The genetic mechanisms of warfarin resistance in Rattus rattus found in the wild in Japan

Warfarin is commonly used worldwide as a rodenticide. It inhibits blood coagulation by inhibiting vitamin K 2,3-epoxide reductase (VKOR) activity leading to hemorrhage. However, it has been reported that repeated or long-term treatment with warfarin results in resistance emerging in wild rodents. Such resistance may explain why it is difficult to control rodents in many regions in Japan. In this report, we studied mutations in the VKOR gene (including the VKOR complex subunit 1 (VKORC1)), while also analyzing VKOR and clotting factor activity in black rats (Rattus rattus) in order to understand better the mechanism of warfarin resistance in this species.We sequenced the VKORC1 gene from 275 rats living in the wild in Japan. We found several types of novel base substitutions, some of which conferred warfarin resistance.There was no difference in coagulation times between warfarin-sensitive and resistant rats measured under physiological conditions. However, after warfarin administration, no effect was noted in warfarin-resistant rats, although a prolonged coagulation time was noted in warfarin-sensitive rats.We also determined the kinetic differences in hepatic microsomal VKOR-dependent activity between warfarin-resistant and sensitive rats.
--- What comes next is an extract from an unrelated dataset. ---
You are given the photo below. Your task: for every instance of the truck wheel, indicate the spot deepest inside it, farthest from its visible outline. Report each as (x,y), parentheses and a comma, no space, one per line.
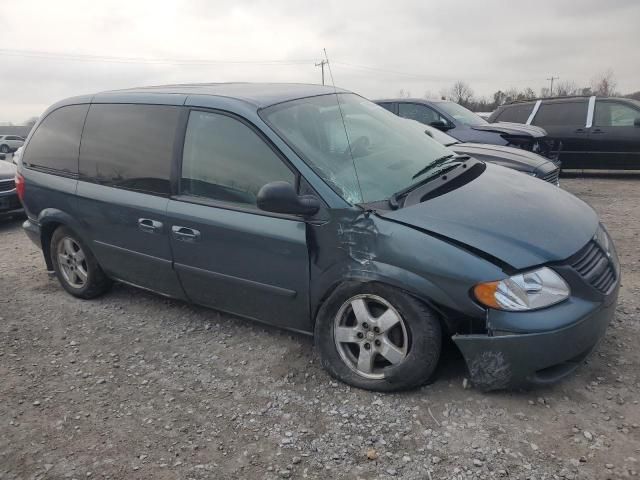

Warfarin-resistant rats showed 2-3-fold lower V_max/K_m values than did sensitive rats. In addition, we report that resistant rats found in the Tokyo area had a VKOR activity which was poorly inhibited by warfarin.Finally, we conclude that reduced VKOR activity and warfarin resistance in the Japanese black rat might be due to mutations in the VKORC1 gene. However, further study is needed to clarify how such rats can maintain adequate vitamin K-dependent clotting factor levels, while simultaneously exhibiting low VKOR activity and warfarin resistance.